At a congressional hearing, new details became public about how and why federal law enforcement tricks your cellphone into giving up information.
New details about how and why federal law-enforcement agents snoop through U.S. citizens’ cellphones became public during a congressional hearing Wednesday.
Officials from the U.S. Departments of Justice and Homeland Security addressed questions and concerns from members of Congress about the use of warrants and a technology known as Stingray, CNN Money reports.
Stingray technology can simulate or mimic a cellphone tower and trick a cellphone into connecting with the technology.
Officials testified that their policy is to use Stingrays only to track a person’s location, not to collect data from cellphones.

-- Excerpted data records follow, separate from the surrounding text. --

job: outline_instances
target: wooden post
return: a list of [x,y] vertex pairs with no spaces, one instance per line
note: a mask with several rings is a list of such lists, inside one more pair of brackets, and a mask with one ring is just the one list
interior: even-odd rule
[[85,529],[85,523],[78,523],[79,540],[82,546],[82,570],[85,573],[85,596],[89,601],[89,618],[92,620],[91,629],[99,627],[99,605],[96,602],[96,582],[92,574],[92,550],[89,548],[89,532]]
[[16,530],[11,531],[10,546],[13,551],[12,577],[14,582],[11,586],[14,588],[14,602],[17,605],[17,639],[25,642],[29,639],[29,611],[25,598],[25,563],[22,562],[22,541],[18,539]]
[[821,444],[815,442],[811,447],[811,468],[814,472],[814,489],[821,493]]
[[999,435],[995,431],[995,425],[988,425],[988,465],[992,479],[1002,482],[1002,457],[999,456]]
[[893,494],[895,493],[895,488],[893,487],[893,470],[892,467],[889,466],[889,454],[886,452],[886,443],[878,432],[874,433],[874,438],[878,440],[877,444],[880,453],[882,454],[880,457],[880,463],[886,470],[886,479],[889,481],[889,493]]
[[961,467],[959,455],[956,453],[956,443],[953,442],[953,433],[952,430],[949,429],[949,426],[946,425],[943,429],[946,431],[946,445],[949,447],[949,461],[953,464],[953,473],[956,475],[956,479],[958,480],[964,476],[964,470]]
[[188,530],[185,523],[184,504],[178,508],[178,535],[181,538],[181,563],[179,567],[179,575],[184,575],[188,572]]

Rep. Rod Blum, a Republican from Iowa, wrote to CNNMoney after the hearing:
“Our citizens deserve far more transparency when it comes to their Fourth Amendment rights (preventing unreasonable searches and seizures).”
USA Today reports that a Department of Homeland Security official said Wednesday that federal investigators from DHS, Immigration and the Secret Service must now obtain search warrants before using Stingrays.
This new policy does not apply to state and local law-enforcement agencies, however, unless state or local agents are working with federal agents on a case.
Additionally, USA Today reports, there are exceptions to the federal policy, with agents not required to obtain warrants in certain situations, such as when an agency must act immediately to protect human life or the Secret Service must act immediately to protect the president from a potential threat.
Also, Rep. Ted Lieu, D-Calif., ranking member of the House Oversight and Government Reform Subcommittee on Information Technology, notes in the USA Today story that the policy does not apply to federal intelligence agencies such as the CIA and National Security Agency.
Sen. Patrick Leahy, a Democrat from Vermont, said in a statement:
“The Department of Homeland Security’s new policy on cell-site simulators is a positive first step in responding to the very serious privacy implications posed by cell phone tracking technology, but … I am disappointed that DHS has included the same problematic exception to the warrant requirement that is in the Justice Department’s policy…
“We must ensure stronger protections for the privacy rights of innocent Americans who are not the targets of an investigation.”